Off we go. Another beach vacation that does not quite turn out to be the beach vacation we planned. It is summer in the southern hemisphere and therefore it is in fact winter. There is no sun and it rains and drizzles and the sky is unrelentingly grey. Our day started with wonderful Quito sunshine. We flew past Cotopaxi and Chimborazo and turned tight toward the Pacific and on to Manta. Maya and I were so very excited in anticipation of warmth and sunshine and sand. We chose to save the $70 trip to Puerto Lopez and take the bus. Our taxi driver from the airport offered to drive us for $35, but we still (why oh why?) insisted on the bus. We were delighted to find a bus headed for Puerto Lopez at the makeshift 'bus station' (a gathering place with buses) waiting to leave, but then we found ourselves waiting some more to collect additional passengers. And waiting and waiting.
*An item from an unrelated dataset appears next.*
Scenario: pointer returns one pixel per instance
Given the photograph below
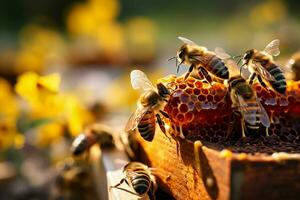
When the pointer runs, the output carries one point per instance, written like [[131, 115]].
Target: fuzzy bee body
[[280, 82], [201, 60], [146, 126], [140, 180], [244, 99], [262, 66], [149, 108]]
The world cup was being televised but I was no longer interested, so I did not pay attention to who was playing . It was over an hour later that we finally left the bus station for the drive down the coast. We stopped every few miles for more passengers, and the bus filled up until the aisles were impassable. Maya was horrified with the film choice, about young girls who are kidnapped and trained to be assassins. Buses always choose these violent martial arts movies to entertain us, and one cannot help but watch, since the volume insists. I hardly watched the scenery, it was grey and uninviting anyway.

When we arrived in Puerto Lopez, a unkempt little town on the water, we got off the bus but promptly got back on to pick up more passengers and ride up the hill to our hotel. Finally, four hours later, we climbed up to the entrance to our colourful home for the next few days, shrouded in fog and mist and grey and the sky drizzling incessantly. The incredible view of the Pacific from our room never materialized.

View of the Sea

After lunch, we asked where we could go for an afternoon adventure. Our hotel was not on the beach as we imagined it to be. There was not enough time to go too far, so Eduardo, the manager of the lodge, suggested we walk out to the road, turn left, find a water facility on the left side to the road and turn right past an empty building on the right side of the road. There was a sign prohibiting us from taking the path we found, since the beach was a nesting site for sea turtles, but we had been advised to ignore the sign. There was a misty rain falling, we were in flip flops, certainly not appropriate footwear, but we forged ahead anyway. Two inches of mud stuck to the bottom of our shoes, which was not easy to get rid of. I finally took my flip flops off, and the mud collected on the soles of my feet so I felt protected. The path was narrow and overgrown with vegetation and went on and on. We could hear the ocean, so we persisted, and finally came to a wonderfully secluded beach. The waves were pounding, there were seabirds fishing, we were alone in this exquisite corner of the world. It was still raining lightly. I spent a long time in the tepid water cleaning off my shoes and feet and hands and whatever else was caked with mud. It was a small patch of sand with rocky cliffs at either end.


We were less muddy and far wetter when we started our climb out. We heard birds everywhere -- this is likely a birder's paradise! Maya immediately got a stick of wood in her foot, which I pulled out but left much of it in her sole. I had foregone my flipflops, but Maya kept hers on as she struggled up the hill in the rain. We arrived back in our room wet and bedraggled and spent as long as we could getting warm in the shower.

These Snails Appeared Everywhere

Our evening was devoted to reading and relaxing. I realized our 'beach' vacation was not going to be lolling about in the sun and surfing waves. We were on the 'Ruta del Sol' near Machalilla Park, with dry tropical forest and archeological treasures to explore, and Isla de la Plata nearby, and whales to see.